Finding Fresh Views in Door County
Moon over water imagery always makes me think of horrible paintings on black velvet at gas stations along the Pacific Coast Highway in Laguna Beach. Not quite sure why. So if you had told me about Bonnie Paruch’s painting of “Moonlight on Rowley’s Bay” you would have aroused by skepticism. The work is stunning, as you can see from her Web site on P. 2. (Funny, if you click on the image it comes up with the caption "Rowley’s Bat Moon")
It’s pretty easy to see why this is so good. She cheats. At least from a photographer’s viewpoint. She builds up the paint and turns the moon’s reflection into edgy pools of bright color on the canvas. It’s a very tough act for mere photography to follow.
It’s also not something that can be done in watercolor. The oil-paint-wielding landscape painters have dominated the Plein Air festival that the Peninsula School of Art has sponsored for 6 years; only two participants this year were doing watercolor.
Painting has also become much looser, much bolder, around the county, I think. (See Nancy Keyser’s description of her work, in watercolor, below.) Both Paruch, who has just opened her own gallery in Ellison Bay, and Tom Nachreiner, a Plein Art mainstay from Delafield, paint with power.

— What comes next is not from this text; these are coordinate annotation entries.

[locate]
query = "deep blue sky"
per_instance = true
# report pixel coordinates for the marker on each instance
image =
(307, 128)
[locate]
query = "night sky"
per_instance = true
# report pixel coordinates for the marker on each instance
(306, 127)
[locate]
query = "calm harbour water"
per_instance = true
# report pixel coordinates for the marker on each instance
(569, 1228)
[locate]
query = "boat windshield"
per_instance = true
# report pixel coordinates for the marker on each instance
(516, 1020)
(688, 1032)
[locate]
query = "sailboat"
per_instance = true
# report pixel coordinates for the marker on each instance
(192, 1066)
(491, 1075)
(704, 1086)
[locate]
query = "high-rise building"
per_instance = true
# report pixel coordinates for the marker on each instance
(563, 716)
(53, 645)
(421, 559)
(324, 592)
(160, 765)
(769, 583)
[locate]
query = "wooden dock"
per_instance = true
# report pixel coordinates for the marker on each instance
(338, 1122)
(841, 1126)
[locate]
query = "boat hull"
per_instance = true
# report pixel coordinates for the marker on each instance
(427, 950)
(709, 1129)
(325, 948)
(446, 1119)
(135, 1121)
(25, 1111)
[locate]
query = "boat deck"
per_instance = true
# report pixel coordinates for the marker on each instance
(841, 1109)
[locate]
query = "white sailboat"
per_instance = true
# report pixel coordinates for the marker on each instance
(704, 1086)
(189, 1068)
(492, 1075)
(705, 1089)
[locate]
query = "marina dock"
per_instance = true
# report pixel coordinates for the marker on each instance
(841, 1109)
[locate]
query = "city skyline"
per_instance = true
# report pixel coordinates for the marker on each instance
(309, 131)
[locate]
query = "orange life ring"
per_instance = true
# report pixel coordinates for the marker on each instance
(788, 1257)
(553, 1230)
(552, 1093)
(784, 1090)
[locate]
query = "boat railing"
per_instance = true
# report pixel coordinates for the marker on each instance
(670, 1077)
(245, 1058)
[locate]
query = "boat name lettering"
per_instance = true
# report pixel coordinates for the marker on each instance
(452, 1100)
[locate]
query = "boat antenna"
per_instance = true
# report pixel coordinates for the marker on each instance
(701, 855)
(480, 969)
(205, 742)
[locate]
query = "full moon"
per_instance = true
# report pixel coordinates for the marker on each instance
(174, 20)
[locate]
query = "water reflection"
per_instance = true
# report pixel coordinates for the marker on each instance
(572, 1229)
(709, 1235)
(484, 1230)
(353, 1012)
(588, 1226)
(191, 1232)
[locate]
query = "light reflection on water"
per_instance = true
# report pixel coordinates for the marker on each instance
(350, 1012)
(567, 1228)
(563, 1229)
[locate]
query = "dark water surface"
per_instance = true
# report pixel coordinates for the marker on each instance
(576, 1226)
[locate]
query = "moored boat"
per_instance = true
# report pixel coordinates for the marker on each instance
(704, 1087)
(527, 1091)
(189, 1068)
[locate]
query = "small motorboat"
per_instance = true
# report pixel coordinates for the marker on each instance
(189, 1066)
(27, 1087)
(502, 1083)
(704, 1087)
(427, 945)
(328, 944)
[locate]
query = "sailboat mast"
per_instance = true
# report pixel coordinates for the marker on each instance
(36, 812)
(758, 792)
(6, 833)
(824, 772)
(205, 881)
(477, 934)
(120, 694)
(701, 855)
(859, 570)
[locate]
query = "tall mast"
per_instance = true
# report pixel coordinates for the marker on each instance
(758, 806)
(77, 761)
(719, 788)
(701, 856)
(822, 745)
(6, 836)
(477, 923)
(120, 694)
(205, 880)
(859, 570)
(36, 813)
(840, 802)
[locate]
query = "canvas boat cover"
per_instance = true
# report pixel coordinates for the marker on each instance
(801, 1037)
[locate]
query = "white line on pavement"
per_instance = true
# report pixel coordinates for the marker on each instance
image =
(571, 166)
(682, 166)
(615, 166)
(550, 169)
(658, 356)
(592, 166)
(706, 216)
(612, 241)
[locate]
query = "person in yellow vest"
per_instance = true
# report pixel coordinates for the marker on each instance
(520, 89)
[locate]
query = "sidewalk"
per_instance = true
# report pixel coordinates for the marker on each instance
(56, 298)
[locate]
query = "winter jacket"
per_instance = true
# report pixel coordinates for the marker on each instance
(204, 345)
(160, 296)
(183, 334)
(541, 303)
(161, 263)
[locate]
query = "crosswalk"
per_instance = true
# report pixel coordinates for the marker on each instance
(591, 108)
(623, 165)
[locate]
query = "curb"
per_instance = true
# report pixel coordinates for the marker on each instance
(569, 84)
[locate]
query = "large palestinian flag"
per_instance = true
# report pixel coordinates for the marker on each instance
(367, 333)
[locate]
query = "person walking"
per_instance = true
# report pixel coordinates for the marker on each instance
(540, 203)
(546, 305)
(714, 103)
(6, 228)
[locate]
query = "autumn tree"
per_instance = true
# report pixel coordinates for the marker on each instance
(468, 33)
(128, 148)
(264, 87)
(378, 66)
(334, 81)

Tom had a painting of a seagull on the beach at Edgewood Orchard over the summer. As a cliche of Sunday painters, a seagull painting might fall just a notch or two below a sailboat passing a lighthouse in a ranking of Door County cliches, but Nachreiner’s is a strong painting that had me debating with someone in gallery over which one of us should be able to take it home. Unfortunately, neither of us had our checkbooks.
The painting looks like late afternoon sun on Lake Michigan, with waves piling up in warm whites and yellows as they prepare to assault the beach. The bright color in the foreground is backed by surly dark water stretching to the horizon. The gull, alone on the beach, struts in front of the wave as if he owns the place. Indeed, the water appears to parted just before him to make his stroll an easy one.
The handling of the paint makes it work. (Also see his ducks in images 13-18 on the Edgewood Orchard site which I think are far more interesting as paintings than the images of ducks he displays under Wildlife on his own site.
Rolf Olson, whose Shades of Gray photographs have been appearing on Facebook, takes a decidedly different approach -- he reduced his images, which are of simple and well defined subjects like a tree trunk, to just shades of gray.
The idea doesn’t sound very interesting, but I like the images a lot. My thinking here reminds me of the French saying, “Yes, I know it works in practice, but does it work in theory?” You can see his images on Facebook and he hopes to find a wall somewhere in the county to hang some prints this winter. I look forward to seeing the prints.
Door County is a gorgeous place. For an artist, that can be a source of frustration -- where do you turn for a fresh picture? Cave Point is rarely the answer.